We’ll be following these issues closely right here with a Raising Arizona Kids perspective. Here’s the list:
• Obesity-Related Health Problems in Kids: Obese teens are 16 times more likely to become severely obese in adulthood compared with those who are normal weight or overweight.
• Supporting LGBT Kids: Lesbian, gay, bisexual, or transgender (LGBT) youths have one of the highest rates of suicide attempts, especially if they are rejected by their families. A 2008 study indicates that parental acceptance of their child’s sexual orientation – or even a neutral reaction – could go a long way toward lessening these risks.
• Cyberbullying: New Problems, New Tactics: Bullying is an old problem that remains difficult to bring under control, in part because technology offers new ways for kids to pick on one another. Despite the torment, some kids don’t tell their parents about cyberbullying because they are afraid they’ll lose their online privileges.
• Understanding Health Care Reform: Millions of U.S. kids, mostly from low-income and working-class families, have no or insufficient health coverage. It’s important for parents to understand health care reform legislation, especially since it has benefits for kids that many parents aren’t aware of or don’t understand.
• Teens & Sexting: What Parents Need to Know: It’s easy for teens to get caught up in the idea of capturing – and sharing – their exploits, but it can be hard for them to grasp the permanent consequences of their tech interactions. It’s up to parents to explain to their kids, early and often, that once an image or message is sent, it is no longer in their control and cannot be taken back.
• Fighting Nature Deficit Disorder: Parents are all too aware of how much time their kids spend parked on the couch watching TV or glued to a computer/cell phone/gaming system. Mix this with parental fear of “stranger danger” and you get kids spending less and less time exploring and enjoying the great outdoors.
• Epigenetics – How Grandma’s Health Affects Your Child’s: Transgenerational epigenetic inheritance – or epigenetics, for short – doesn’t exactly roll off the tongue. Yet this idea that environmental factors (such as diet, stress, lifestyle choices, and behaviors) can change the health not only of the people who are exposed to them, but also the health of their descendants, is something we’ll be hearing more and more about.
• What Electronic Records Mean for Health Care: In this increasingly paper-free era, medical records have lagged behind, but that’s changing. The government has established rules and financial incentives to spur adoption of electronic records, which are expected to reduce paperwork and administrative burdens, cut costs, reduce medical errors, and improve the quality of care for patients.

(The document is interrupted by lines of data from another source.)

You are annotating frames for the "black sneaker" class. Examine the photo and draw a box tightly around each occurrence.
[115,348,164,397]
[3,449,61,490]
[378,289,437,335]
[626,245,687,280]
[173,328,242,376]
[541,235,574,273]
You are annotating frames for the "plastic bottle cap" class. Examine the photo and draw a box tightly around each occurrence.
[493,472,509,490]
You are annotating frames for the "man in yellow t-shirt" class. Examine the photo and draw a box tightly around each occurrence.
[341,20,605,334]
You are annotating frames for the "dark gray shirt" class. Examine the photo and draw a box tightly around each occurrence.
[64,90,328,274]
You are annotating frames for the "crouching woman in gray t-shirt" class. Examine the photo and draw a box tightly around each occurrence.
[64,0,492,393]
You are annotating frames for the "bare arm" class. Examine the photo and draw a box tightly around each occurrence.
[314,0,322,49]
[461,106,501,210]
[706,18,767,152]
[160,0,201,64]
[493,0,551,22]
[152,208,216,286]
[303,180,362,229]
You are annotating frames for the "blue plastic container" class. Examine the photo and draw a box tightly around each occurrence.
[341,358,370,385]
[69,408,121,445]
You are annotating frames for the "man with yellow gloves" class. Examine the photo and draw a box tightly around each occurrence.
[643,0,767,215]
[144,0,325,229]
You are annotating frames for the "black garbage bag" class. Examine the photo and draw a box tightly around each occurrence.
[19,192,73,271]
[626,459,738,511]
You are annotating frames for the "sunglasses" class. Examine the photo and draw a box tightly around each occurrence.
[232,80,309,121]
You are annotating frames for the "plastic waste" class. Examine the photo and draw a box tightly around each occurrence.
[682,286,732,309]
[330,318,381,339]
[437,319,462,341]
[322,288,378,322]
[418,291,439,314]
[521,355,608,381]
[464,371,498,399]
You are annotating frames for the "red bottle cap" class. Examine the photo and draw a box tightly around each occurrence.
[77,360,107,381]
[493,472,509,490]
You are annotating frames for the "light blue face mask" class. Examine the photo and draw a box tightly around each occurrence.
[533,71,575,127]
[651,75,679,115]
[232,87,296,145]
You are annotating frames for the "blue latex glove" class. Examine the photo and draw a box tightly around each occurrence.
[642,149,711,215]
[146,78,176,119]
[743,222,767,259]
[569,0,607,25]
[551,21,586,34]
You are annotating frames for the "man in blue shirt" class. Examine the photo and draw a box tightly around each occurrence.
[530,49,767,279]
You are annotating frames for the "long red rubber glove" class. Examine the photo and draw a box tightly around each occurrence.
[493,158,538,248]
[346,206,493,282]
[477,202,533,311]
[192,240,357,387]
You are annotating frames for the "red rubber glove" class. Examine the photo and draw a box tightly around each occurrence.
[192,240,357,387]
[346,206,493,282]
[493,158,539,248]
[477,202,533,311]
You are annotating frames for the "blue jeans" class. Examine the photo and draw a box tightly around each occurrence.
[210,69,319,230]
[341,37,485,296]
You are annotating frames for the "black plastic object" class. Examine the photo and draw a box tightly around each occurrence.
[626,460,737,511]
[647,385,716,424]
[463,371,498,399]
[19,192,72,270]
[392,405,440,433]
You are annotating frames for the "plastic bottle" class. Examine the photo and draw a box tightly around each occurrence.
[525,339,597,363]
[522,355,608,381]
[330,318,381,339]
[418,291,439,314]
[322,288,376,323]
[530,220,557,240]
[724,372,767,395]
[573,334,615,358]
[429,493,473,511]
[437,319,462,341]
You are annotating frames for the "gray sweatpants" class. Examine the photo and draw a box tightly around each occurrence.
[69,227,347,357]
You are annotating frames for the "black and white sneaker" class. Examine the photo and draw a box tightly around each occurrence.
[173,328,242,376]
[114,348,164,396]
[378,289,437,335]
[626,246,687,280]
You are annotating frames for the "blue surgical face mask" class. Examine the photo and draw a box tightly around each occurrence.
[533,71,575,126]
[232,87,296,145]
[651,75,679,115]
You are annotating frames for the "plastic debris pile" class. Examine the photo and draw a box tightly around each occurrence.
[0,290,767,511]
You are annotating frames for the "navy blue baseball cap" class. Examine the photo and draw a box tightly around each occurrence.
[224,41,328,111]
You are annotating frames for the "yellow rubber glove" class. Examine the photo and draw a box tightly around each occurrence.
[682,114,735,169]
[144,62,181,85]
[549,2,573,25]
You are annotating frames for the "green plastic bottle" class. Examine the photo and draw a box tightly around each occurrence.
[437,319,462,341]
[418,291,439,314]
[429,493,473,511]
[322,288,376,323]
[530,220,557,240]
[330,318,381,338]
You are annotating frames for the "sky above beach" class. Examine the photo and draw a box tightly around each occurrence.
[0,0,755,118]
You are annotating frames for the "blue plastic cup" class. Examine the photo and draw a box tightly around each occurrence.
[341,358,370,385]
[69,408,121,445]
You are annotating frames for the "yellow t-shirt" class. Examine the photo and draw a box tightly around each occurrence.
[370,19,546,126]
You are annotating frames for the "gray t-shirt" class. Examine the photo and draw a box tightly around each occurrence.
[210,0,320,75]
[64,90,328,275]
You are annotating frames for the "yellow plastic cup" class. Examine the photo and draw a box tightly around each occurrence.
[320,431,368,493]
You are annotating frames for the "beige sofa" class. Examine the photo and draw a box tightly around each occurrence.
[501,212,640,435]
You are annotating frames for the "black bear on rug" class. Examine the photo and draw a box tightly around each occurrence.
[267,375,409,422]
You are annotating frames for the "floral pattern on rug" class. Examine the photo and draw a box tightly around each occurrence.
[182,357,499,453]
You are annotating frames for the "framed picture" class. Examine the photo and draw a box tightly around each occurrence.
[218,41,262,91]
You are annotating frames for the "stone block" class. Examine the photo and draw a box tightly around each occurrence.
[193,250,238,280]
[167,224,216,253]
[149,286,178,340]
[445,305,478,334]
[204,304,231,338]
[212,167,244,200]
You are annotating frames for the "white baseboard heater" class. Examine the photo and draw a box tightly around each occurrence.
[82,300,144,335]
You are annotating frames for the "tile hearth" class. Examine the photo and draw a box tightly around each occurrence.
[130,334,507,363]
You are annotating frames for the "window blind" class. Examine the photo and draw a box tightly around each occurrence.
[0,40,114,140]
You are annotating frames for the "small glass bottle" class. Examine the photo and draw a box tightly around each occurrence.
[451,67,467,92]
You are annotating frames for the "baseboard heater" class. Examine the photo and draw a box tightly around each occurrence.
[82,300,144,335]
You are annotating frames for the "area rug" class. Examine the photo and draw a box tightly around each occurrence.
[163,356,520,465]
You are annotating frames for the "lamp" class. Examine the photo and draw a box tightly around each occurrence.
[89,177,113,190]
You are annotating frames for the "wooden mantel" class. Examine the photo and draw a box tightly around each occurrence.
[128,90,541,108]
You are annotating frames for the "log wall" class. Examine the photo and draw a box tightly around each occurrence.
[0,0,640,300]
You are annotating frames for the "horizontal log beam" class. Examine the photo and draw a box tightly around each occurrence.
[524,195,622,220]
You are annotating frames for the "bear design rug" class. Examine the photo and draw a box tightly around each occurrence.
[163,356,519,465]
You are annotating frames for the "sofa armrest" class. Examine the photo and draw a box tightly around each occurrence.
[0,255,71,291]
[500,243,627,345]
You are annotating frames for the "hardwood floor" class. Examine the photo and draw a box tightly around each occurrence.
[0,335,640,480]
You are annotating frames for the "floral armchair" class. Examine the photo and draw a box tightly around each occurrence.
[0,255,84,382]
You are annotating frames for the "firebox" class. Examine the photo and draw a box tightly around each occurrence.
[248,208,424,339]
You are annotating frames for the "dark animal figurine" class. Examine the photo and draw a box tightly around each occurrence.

• The Rise of Psychiatric Diagnoses in Younger Kids: A recent study found that the rate of antipsychotic medications given to kids 2 to 5 years old doubled between 1999 and 2007. While the number of younger kids affected still is very small, the growing trend alarms mental health experts.
• Acting Locally to Help Globally: Major disasters around the world not only generate heavy news coverage – they also move people to lend a helping hand to those affected. Away from the limelight, however, are countless smaller everyday health crises that also need attention. Helping others lets parents teach kids important lessons about the value of sharing and sacrifice.